The government and the trial court here went so far as to assert that the government’s interests would be threatened if even its position of support or opposition to the motion were made known. That idea is as remarkable as it is meritless. The penal structure is the least visible, least understood, least effective part of the justice system; and each such failure is consequent from the others. Public examination, study, and comment is essential if the corrections process is to improve. Those objectives are disserved if the government conceals its position on so critical a matter as the modification of a felony sentence in a celebrated case.

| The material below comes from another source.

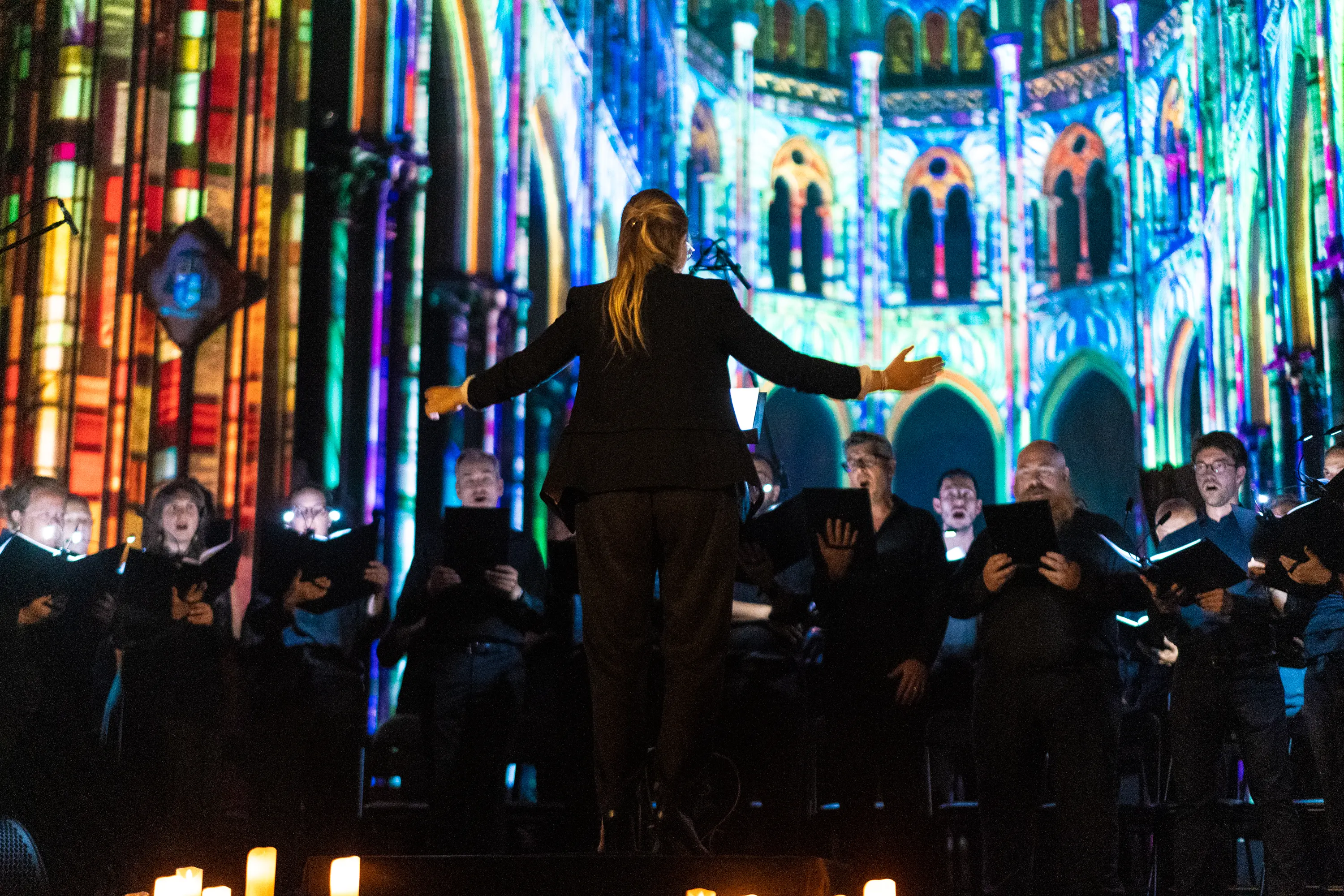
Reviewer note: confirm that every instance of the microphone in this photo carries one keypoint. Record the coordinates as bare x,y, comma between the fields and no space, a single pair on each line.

In the matter presented here, the interests asserted by the defendant and the government do not override the presumption of openness that is at the foundation of our judicial system. The petition for writ of mandamus is granted. The district court is directed to retract the Friedman affidavit from the pleadings in the case and release it to the government, and to unseal the defendant’s motion to reduce sentence and the government’s response. The writ shall issue.